Положение у Анельки было в самом деле исключительно трудное, и я пользовался этим сознательно, без зазрения совести, как полководец на поле битвы пользуется невыгодным положением противника. Я задавал себе только один вопрос: «Поступил бы ты так, если бы знал, что Кромицкий заставит тебя ответить за это?» На этот вопрос я мог честно ответить – «да», и потому считал, что на все остальное не стоит обращать внимания.
Да, Кромицкий мне страшен только тем, что он может увезти от меня Анельку бог знает куда. При одной мысли об этом я прихожу в отчаяние.
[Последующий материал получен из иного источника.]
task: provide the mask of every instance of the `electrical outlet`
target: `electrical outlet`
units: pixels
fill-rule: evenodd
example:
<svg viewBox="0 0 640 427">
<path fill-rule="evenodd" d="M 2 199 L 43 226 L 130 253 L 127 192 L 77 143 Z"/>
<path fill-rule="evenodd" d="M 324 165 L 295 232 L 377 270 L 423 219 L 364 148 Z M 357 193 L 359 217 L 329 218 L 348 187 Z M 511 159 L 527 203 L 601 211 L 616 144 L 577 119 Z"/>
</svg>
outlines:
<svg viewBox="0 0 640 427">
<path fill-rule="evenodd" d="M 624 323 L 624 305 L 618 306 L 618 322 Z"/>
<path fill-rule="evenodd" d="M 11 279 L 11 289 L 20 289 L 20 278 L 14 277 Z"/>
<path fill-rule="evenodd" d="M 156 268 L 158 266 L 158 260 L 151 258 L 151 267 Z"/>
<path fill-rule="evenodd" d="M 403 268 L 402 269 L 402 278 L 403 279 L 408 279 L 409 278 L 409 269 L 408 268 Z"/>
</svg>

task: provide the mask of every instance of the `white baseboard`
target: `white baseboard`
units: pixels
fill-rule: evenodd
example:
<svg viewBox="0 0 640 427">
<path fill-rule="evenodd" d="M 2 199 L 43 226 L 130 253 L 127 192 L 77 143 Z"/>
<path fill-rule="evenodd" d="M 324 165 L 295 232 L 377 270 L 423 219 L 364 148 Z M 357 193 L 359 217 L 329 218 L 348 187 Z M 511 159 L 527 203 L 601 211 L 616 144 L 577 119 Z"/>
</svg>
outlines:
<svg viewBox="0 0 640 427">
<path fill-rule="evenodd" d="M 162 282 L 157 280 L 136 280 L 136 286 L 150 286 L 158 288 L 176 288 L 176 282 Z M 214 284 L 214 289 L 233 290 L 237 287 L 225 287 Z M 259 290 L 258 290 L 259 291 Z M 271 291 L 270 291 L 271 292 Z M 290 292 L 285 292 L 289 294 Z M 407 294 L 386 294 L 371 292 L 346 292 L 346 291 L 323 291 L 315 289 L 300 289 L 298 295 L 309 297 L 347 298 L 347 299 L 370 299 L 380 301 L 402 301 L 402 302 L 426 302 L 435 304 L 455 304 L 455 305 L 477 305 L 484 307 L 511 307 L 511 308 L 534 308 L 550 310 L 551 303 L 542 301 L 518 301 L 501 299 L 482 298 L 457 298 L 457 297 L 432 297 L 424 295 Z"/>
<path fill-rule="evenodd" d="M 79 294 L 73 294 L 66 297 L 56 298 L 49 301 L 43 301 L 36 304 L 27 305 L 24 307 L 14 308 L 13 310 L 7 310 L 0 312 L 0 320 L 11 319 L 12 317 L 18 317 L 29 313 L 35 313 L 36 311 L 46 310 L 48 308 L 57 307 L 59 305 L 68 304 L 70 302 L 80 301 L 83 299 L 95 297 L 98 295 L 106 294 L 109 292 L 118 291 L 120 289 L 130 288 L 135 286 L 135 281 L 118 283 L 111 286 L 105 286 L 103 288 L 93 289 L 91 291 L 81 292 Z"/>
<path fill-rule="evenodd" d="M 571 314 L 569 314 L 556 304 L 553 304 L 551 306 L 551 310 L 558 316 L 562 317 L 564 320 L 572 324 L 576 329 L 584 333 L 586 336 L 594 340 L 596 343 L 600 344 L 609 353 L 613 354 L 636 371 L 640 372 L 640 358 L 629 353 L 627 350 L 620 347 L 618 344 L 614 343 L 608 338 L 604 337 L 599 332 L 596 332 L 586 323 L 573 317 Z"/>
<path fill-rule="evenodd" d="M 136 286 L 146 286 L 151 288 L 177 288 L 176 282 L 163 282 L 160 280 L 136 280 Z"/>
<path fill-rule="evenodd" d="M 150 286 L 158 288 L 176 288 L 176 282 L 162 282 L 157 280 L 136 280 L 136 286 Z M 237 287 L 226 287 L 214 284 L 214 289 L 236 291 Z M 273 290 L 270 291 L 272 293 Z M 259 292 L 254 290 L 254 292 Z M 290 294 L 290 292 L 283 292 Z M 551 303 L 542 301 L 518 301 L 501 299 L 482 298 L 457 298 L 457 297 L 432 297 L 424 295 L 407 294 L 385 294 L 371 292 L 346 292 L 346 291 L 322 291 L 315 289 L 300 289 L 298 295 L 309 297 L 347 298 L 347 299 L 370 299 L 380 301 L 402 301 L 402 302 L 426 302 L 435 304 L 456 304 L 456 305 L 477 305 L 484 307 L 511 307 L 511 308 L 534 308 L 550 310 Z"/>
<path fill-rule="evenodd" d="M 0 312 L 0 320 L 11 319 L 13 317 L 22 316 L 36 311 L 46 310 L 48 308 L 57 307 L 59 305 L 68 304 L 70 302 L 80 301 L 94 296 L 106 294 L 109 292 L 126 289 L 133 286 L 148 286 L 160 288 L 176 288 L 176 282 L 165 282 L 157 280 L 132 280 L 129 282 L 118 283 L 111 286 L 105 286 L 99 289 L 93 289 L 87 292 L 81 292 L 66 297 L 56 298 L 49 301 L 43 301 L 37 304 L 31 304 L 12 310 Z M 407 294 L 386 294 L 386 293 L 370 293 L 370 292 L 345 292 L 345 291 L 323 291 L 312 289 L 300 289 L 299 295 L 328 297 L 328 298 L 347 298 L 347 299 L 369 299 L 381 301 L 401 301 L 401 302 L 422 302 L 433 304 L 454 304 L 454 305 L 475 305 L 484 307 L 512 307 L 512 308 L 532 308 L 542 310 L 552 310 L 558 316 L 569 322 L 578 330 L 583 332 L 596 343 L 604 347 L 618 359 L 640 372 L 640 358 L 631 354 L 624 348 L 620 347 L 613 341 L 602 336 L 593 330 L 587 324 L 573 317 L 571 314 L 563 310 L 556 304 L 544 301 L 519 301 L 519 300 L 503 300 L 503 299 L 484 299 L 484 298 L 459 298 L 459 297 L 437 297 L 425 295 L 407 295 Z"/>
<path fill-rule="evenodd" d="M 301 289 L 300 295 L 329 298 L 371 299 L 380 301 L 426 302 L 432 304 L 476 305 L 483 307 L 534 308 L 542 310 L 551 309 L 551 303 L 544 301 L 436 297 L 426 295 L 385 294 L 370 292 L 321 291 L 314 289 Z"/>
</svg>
Но тогда, в коляске, я боялся прежде всего Анельки. Что-то будет завтра? Как она отнесется к тому, что я сделал? Увидит в этом дерзость или порыв благоговейного восторга и обожания? Я чувствовал себя, как нашкодивший пес, который боится, что его накажут. Сидя против Анельки, я пытался по ее лицу, освещенному луной, угадать, что меня ждет. Глядел на нее так смиренно, был так несчастен, что сам жалел себя, и надеялся, что она тоже не может не пожалеть меня. Но Анелька не смотрела на меня и слушала со вниманием, – притворным, быть может, – то, что говорил Кромицкий. А он подробно объяснял тетушке, что он предпринял бы и как добился бы огромных доходов, если бы Гаштейн принадлежал ему. Тетя только головой кивала, а он то и дело повторял: «Ну, разве я не прав?» Он явно хотел убедить ее, что он – человек деловой, оборотистый и из каждого гроша сумеет сделать десять.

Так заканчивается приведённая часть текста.